The Retail Distribution Review (RDR) should have made a big difference to
consumer attitudes. Yet a Personal Finance Society survey4 found that less
than a third of people who had not taken professional advice were aware of
the new emphasis on professionalism and transparency. Nearly half of these
‘unadvised’ consumers, and over a third of those who had taken advice said
they did not have trust and confidence in the sector.
1http://www.nottingham.ac.uk/business/businesscentres/crbfs/documents/researchreports/paper77.pdf
- all data 2010Q3
2 Ibid.
3 Consumer Confidence in the Financial Services Industry, Consumer Panel Research Paper 2/2005.
http://www.fs-cp.org.uk/publications/pdf/confidence.pdf
4 The RDR and Consumers 2014.
http://www.cii.co.uk/media/5139793/pfs_rdr_consumer_report_feb2014.pdf
It does not help that some firms seem to see regulation as something to be
challenged or evaded. Successive FCA reviews of RDR implementation have
found problems, for example, the use of ‘in kind’ inducements to advisers to
sell particular products, and failure to disclose costs fully. How can firms
expect to be trusted when they demonstrate repeatedly that they are not
trustworthy?
In conclusion, it seems fair to say that not much has changed in the past
decade or so across the industry, although we have not yet seen the full
impact of a dedicated conduct regulator.
For the future, the biggest change is likely to be an increase in online sales.

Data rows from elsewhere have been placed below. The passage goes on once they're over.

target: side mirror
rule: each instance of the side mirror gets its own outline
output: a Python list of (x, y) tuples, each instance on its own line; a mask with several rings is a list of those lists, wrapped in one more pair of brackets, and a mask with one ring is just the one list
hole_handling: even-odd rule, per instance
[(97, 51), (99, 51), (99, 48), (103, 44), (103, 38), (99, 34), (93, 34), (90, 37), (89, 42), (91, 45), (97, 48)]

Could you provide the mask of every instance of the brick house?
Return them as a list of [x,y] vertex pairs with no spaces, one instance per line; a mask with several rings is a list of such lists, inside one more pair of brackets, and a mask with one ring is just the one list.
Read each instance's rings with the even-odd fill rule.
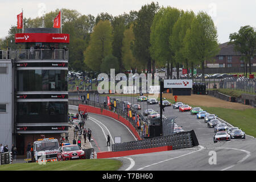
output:
[[[228,42],[220,44],[220,52],[213,59],[213,61],[207,61],[206,66],[208,68],[232,68],[244,67],[245,64],[240,60],[241,54],[236,52],[234,46],[228,45]],[[252,67],[256,67],[256,56],[251,59]],[[247,64],[249,67],[249,64]]]

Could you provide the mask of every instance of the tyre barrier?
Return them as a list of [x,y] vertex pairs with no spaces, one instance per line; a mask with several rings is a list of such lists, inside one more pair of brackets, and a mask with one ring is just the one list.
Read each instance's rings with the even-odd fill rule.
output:
[[112,144],[112,151],[141,150],[163,146],[172,146],[172,150],[190,148],[199,144],[193,130],[180,132],[168,136]]

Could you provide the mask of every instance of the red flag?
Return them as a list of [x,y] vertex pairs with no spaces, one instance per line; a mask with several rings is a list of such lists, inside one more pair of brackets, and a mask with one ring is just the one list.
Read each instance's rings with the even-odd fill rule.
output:
[[23,15],[20,13],[17,15],[17,28],[22,29],[23,26]]
[[57,16],[54,19],[53,28],[60,28],[60,11]]

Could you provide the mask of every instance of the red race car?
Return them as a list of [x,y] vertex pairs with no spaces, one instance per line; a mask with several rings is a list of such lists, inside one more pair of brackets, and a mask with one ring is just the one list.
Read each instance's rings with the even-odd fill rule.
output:
[[180,106],[179,109],[180,112],[188,111],[191,110],[192,107],[189,106],[188,105],[183,105]]
[[63,146],[59,148],[57,159],[58,161],[85,159],[85,152],[77,144]]

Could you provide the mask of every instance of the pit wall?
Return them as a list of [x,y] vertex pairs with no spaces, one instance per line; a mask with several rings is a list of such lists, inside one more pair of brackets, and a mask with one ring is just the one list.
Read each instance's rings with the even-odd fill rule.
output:
[[101,114],[103,115],[106,115],[110,117],[113,119],[115,119],[119,122],[121,122],[123,124],[124,124],[125,126],[128,127],[128,128],[130,129],[130,130],[133,133],[134,136],[136,137],[137,140],[141,140],[141,138],[139,136],[138,132],[136,131],[135,128],[131,125],[131,123],[127,120],[125,119],[121,116],[119,116],[116,113],[113,113],[110,111],[102,109],[98,107],[95,107],[92,106],[86,105],[82,105],[82,104],[79,104],[79,110],[80,111],[86,111],[88,113],[94,113],[94,114]]

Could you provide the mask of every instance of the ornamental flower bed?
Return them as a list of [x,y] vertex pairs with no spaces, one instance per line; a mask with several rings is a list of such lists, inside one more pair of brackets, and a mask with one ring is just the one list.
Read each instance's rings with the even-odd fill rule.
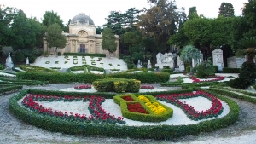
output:
[[224,80],[225,78],[224,77],[222,77],[222,76],[209,76],[209,78],[216,78],[200,80],[196,77],[189,77],[189,78],[193,80],[193,83],[220,81],[220,80]]
[[79,89],[79,90],[81,90],[81,89],[91,89],[91,85],[75,86],[73,89]]
[[127,104],[127,109],[130,112],[138,112],[138,113],[144,113],[144,114],[148,114],[148,112],[144,109],[144,107],[139,103],[128,103]]
[[141,86],[142,89],[154,89],[154,86],[150,86],[150,85],[142,85]]
[[[61,112],[58,110],[53,110],[51,108],[46,108],[40,105],[39,101],[79,101],[89,102],[88,109],[90,112],[90,116],[85,114],[73,113],[67,111]],[[51,117],[56,117],[63,120],[67,121],[81,121],[84,123],[96,123],[96,124],[125,124],[123,118],[116,118],[114,115],[107,113],[106,111],[101,107],[102,102],[105,101],[105,98],[101,96],[92,95],[89,97],[85,96],[55,96],[55,95],[31,95],[27,94],[22,100],[22,104],[29,108],[31,111],[41,113],[42,115],[48,115]]]
[[152,95],[115,95],[113,101],[120,105],[123,117],[132,120],[161,122],[173,114],[172,108],[157,102]]
[[[192,97],[202,96],[212,101],[211,108],[198,112],[192,106],[183,103],[179,99],[188,99]],[[173,94],[173,95],[156,95],[157,100],[161,100],[177,107],[180,107],[187,115],[187,117],[192,120],[207,119],[208,118],[218,117],[223,112],[223,107],[221,101],[211,94],[204,91],[196,91],[195,93],[186,94]]]
[[122,99],[125,100],[126,101],[134,101],[134,100],[130,95],[125,95]]
[[139,95],[137,97],[140,101],[143,101],[147,107],[148,107],[154,114],[162,114],[166,112],[166,109],[160,106],[158,102],[151,102],[147,97]]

Many consumers prefer to buy this way, and that is fine so long as people
understand what they are buying and at what price, and the risks of ‘execution
only’. The FSCP found big problems with online annuity sales5, including lack
of information and ‘hidden’ commissions. These conclusions read across to
online investment sales.
The pensions liberation and ‘guidance guarantee’ announced in the 2014
Budget will make a big difference to the retail investment market. The
changes are also an opportunity for the advice sector to demonstrate that it
can put consumers at the heart of its business. Not everyone approaching
retirement will want or need professional advice, but many will.
So, what do consumers want? First, people need to feel their adviser is ‘on
their side’. They need to understand when they are being advised (in the
common usage of the word) and when they are being sold a product. People
want straightforward products that they can understand, simple choices, and
no jargon. They want to understand what, exactly, they are getting for their
money and, ideally, to be able to judge the performance of their adviser.
Both manufacturers and distributors have a role here, to design products that
people want to buy, and sell them in an open and transparent way. This would
go a long way towards engaging people who currently regard personal
finance as scary or boring. Financial education can play a part – and future
generations will leave school with financial literacy skills, a big plus – but it
can’t do the job on its own.
Finally, advice needs to be more flexible. Regulated advice is clunky and
confusing, with labels like ‘independent’ and ‘restricted’, which do not
resonate with consumers. At the time of writing, the FCA was consulting on
clarifying the boundaries of regulated advice6. This should lead to more ‘fit for
purpose’ models, built around consumers’ needs.